In my last blog posting, I discussed Windows 7 File Recovery in Windows 8, which is basically a way to back up and restore your computer. This posting will discuss the other Windows 8 recovery option, which uses a USB device instead of a CD / DVD.
Unlike the option discussed in my last posting, this option does not allow backing up data. It will only allow you to recover you computer to its factory condition (like a new PC). You can also use this recovery option to troubleshoot your computer even if it can’t start.
To access this recovery option, open the control panel and type “recovery” in the search box. You will see Windows 7 File Recovery followed by Recovery. Click on Recovery.
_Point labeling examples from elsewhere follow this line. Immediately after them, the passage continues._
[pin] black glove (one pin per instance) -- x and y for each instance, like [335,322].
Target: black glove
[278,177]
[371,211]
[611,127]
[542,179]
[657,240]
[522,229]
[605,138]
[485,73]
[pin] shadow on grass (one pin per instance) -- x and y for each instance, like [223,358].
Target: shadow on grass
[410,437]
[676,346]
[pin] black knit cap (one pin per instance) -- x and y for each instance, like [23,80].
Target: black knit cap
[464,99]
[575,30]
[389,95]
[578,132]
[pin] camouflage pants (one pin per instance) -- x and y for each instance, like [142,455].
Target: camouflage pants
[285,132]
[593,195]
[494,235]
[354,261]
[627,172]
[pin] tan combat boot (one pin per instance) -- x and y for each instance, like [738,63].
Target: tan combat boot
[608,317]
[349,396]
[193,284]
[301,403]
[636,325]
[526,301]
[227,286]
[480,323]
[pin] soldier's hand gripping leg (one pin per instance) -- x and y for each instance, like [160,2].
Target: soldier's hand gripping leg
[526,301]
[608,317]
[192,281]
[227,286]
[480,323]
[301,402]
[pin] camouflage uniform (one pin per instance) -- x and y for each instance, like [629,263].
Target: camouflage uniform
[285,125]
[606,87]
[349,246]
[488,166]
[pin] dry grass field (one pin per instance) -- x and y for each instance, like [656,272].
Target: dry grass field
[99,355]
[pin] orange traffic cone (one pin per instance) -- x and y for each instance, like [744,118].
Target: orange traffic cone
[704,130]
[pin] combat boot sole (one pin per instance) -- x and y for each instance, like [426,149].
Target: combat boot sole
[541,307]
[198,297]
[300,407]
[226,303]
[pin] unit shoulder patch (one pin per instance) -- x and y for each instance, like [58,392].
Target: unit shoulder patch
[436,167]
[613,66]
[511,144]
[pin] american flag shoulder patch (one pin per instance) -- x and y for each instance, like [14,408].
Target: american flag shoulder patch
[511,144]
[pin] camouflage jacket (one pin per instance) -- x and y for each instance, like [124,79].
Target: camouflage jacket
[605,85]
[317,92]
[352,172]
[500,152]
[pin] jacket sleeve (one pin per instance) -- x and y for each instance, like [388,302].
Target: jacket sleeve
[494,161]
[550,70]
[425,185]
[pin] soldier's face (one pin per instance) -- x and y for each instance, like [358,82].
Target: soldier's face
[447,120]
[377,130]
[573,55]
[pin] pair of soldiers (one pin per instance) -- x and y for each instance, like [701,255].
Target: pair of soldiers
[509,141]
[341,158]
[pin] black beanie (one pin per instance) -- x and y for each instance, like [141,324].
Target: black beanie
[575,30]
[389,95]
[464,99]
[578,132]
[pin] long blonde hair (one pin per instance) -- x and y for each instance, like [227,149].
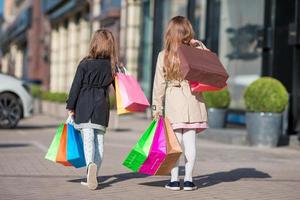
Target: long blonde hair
[103,45]
[179,31]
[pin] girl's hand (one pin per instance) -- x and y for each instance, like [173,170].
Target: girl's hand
[71,112]
[156,115]
[198,44]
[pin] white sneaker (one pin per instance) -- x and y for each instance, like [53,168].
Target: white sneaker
[83,183]
[92,182]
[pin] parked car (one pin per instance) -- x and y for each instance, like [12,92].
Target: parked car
[16,101]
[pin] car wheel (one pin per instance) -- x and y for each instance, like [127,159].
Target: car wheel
[10,110]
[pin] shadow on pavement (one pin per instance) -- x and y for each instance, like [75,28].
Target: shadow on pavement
[218,177]
[25,127]
[13,145]
[108,181]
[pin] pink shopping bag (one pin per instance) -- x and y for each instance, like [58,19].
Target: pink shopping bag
[158,151]
[201,87]
[133,97]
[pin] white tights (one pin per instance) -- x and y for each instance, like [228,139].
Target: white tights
[93,146]
[189,141]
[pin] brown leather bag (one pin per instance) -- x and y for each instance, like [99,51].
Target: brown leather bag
[202,66]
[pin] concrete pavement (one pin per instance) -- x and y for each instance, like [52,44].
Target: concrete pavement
[221,172]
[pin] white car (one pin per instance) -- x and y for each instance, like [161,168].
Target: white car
[16,101]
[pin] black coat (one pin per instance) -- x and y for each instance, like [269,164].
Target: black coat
[88,96]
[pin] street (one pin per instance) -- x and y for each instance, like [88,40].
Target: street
[221,171]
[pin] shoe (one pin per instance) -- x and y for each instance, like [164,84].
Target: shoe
[175,185]
[92,182]
[189,186]
[83,183]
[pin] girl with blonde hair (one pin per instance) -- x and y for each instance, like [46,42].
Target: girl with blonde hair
[173,98]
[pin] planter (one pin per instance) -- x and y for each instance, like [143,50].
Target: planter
[216,117]
[264,129]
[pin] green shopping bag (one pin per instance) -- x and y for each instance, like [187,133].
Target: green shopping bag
[140,151]
[53,149]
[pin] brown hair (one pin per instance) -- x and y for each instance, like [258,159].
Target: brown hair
[179,31]
[103,45]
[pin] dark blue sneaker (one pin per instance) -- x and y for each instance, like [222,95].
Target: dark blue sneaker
[175,185]
[188,186]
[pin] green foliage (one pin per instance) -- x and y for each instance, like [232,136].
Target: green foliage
[266,95]
[60,97]
[36,91]
[217,99]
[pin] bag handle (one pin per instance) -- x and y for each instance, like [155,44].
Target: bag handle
[70,120]
[121,69]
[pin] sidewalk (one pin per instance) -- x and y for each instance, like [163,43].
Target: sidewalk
[221,172]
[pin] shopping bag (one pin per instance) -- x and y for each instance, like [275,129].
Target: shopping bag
[173,150]
[140,151]
[75,152]
[133,97]
[61,156]
[54,146]
[201,87]
[158,151]
[120,108]
[201,66]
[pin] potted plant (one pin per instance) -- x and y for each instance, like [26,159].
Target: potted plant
[217,103]
[265,100]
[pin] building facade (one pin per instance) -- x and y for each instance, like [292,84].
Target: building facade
[252,38]
[24,41]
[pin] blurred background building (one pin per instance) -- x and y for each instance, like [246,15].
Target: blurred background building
[44,40]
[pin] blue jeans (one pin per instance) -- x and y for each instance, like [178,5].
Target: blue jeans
[93,140]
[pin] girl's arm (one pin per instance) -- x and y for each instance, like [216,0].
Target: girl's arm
[75,88]
[159,87]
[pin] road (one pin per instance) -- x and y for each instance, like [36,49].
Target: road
[221,172]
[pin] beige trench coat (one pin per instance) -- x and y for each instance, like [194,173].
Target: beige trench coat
[181,105]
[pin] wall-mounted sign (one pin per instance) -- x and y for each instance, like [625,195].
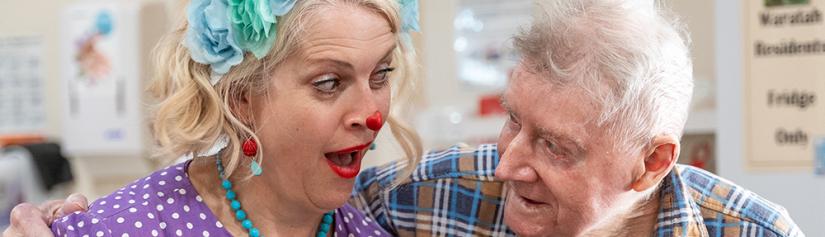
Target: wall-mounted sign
[784,82]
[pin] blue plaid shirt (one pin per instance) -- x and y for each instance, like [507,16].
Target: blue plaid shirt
[453,193]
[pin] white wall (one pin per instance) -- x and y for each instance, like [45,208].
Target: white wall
[801,193]
[94,174]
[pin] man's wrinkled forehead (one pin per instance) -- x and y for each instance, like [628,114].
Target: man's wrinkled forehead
[551,111]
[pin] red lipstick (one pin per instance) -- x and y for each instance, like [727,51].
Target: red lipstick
[346,163]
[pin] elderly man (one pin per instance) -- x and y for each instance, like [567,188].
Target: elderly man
[596,110]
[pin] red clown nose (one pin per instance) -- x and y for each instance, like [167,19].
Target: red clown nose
[374,121]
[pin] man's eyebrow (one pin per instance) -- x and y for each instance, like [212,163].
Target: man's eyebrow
[505,105]
[565,141]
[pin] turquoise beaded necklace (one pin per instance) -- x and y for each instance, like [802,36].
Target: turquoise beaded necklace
[240,214]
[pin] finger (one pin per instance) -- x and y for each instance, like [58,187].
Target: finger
[75,202]
[48,210]
[27,220]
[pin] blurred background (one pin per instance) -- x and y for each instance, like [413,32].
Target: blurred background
[73,112]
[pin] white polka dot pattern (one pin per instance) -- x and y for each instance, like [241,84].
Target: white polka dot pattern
[170,206]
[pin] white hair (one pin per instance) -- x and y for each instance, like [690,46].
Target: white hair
[629,56]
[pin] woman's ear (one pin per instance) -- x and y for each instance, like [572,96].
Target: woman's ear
[658,162]
[241,106]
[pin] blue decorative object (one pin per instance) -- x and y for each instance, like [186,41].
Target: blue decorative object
[255,168]
[103,23]
[409,15]
[241,215]
[210,38]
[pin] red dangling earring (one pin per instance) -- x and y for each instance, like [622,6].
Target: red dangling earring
[250,148]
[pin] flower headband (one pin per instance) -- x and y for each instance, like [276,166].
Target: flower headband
[221,31]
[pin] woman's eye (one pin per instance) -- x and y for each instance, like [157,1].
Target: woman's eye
[328,84]
[380,78]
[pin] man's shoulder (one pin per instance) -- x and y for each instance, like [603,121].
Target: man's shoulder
[456,162]
[451,192]
[726,206]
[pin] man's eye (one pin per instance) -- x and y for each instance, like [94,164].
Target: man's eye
[513,119]
[327,84]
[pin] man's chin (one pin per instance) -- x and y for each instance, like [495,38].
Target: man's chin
[526,219]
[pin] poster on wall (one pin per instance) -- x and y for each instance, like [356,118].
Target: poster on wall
[22,108]
[483,40]
[784,80]
[100,77]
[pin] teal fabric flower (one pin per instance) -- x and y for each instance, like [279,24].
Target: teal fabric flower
[409,15]
[209,36]
[281,7]
[255,22]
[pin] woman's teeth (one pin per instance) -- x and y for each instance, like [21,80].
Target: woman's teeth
[342,159]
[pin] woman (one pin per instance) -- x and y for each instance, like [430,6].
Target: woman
[277,101]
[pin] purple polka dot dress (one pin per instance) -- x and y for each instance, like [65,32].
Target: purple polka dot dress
[166,204]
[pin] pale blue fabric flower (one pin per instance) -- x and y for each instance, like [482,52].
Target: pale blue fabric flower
[209,36]
[409,15]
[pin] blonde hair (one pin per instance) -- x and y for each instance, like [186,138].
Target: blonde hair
[191,113]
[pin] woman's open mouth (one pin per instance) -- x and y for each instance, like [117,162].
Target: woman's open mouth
[346,163]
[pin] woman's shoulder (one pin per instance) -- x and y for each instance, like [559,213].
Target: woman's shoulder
[162,204]
[349,220]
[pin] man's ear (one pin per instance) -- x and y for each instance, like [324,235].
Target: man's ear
[659,160]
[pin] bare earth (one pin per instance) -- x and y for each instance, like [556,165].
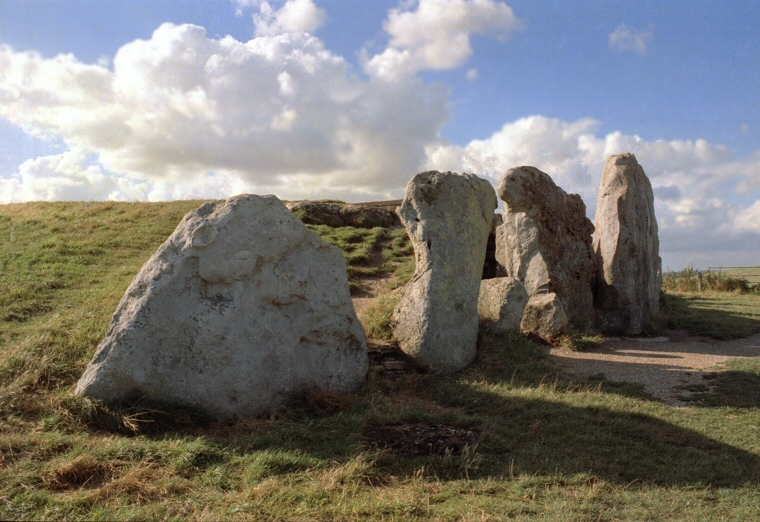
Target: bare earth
[660,363]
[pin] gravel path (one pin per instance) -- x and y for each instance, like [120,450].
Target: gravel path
[660,363]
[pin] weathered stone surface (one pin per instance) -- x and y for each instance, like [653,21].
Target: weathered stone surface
[629,273]
[545,241]
[369,217]
[448,218]
[317,213]
[544,316]
[502,302]
[491,267]
[241,308]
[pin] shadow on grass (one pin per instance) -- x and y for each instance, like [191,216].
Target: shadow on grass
[738,387]
[531,421]
[706,315]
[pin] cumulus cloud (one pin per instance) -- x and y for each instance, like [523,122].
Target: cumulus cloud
[295,16]
[280,113]
[696,183]
[624,38]
[436,35]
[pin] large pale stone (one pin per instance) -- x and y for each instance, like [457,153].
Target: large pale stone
[448,218]
[544,316]
[502,302]
[629,273]
[240,309]
[545,241]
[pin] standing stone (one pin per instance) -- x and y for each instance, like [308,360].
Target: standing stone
[240,309]
[544,316]
[629,273]
[546,243]
[491,267]
[448,218]
[502,302]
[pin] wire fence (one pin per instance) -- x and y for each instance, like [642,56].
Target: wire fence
[751,274]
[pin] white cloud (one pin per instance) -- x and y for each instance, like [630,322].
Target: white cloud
[624,38]
[697,184]
[749,218]
[280,113]
[436,35]
[295,16]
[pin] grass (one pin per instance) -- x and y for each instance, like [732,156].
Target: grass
[687,280]
[372,252]
[719,315]
[549,447]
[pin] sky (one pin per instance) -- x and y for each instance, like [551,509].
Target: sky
[160,100]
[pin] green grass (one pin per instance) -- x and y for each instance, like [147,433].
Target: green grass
[550,447]
[372,252]
[687,280]
[718,315]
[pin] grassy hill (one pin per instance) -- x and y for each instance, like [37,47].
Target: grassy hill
[511,437]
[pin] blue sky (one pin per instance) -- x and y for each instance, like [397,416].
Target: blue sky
[373,92]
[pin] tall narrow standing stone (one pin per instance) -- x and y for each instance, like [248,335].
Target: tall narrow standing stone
[629,274]
[448,218]
[546,242]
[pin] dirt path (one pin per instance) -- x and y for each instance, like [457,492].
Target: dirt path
[660,364]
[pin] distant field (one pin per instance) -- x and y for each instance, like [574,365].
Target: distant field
[751,274]
[530,441]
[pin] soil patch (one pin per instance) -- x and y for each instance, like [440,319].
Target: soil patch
[420,438]
[664,365]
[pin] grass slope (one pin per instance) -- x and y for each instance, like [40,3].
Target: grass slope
[548,447]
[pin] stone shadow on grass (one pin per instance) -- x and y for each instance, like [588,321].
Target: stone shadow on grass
[519,433]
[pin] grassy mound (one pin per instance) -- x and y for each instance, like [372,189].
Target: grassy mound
[511,437]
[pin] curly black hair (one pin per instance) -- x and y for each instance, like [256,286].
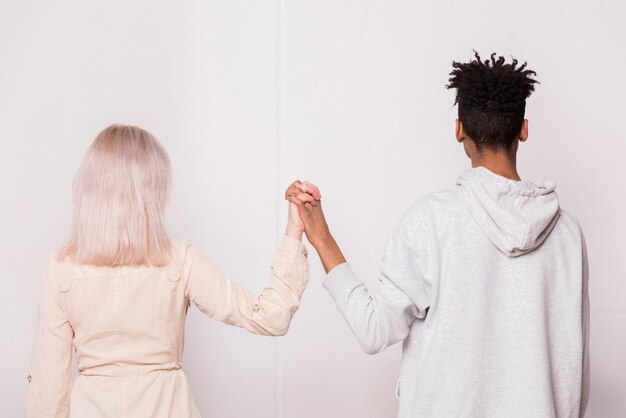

Next, click Create A Recovery Drive.
If you leave the “Copy the recovery partition from the PC to the recovery drive box” checked, the USB device will be able to work even if the recovery partition is damaged on the hard drive.
Selecting this option will require more space (a larger USB drive). From this point forward, just follow the instructions on the screen. For additional information concerning recovery drives, consult Microsoft at the following URL: http://windows.microsoft.com/en-us/windows-8/create-usb-recovery-drive
To use the recovery drive:
- Insert the USB device
- Swipe from the right-hand side of the screen or place you mouse in the upper right-hand corner of the screen.
- Click Settings
- Click Change PC Settings
- Click General
- Click Restart Now under the Advanced Startup Options section
- Follow the instructions after the computer reboots
While Windows 8 is completely different from any other version of Windows, it doesn’t appear that Microsoft will be reversing this major change. Windows 8.1 is due out soon (it’s currently available in beta). Although there were promises of putting the start button back, my download showed something “like” a start button, but it’s not exactly the same. On a recent trip, I saw many Windows 8 computers in a large computer store with actual start buttons, but I have not taken the time to determine what third party program / app is making this option possible.
The best tip I can give you for running your old software is to right-click on the software icon, select properties, click the Compatibility tab, click Change settings for all users, and run the program in compatibility mode for Windows XP (Service Pack 3). Also, check the Run this program as an administrator. These changes have enabled me to run many of my older programs. Google has also been my best friend.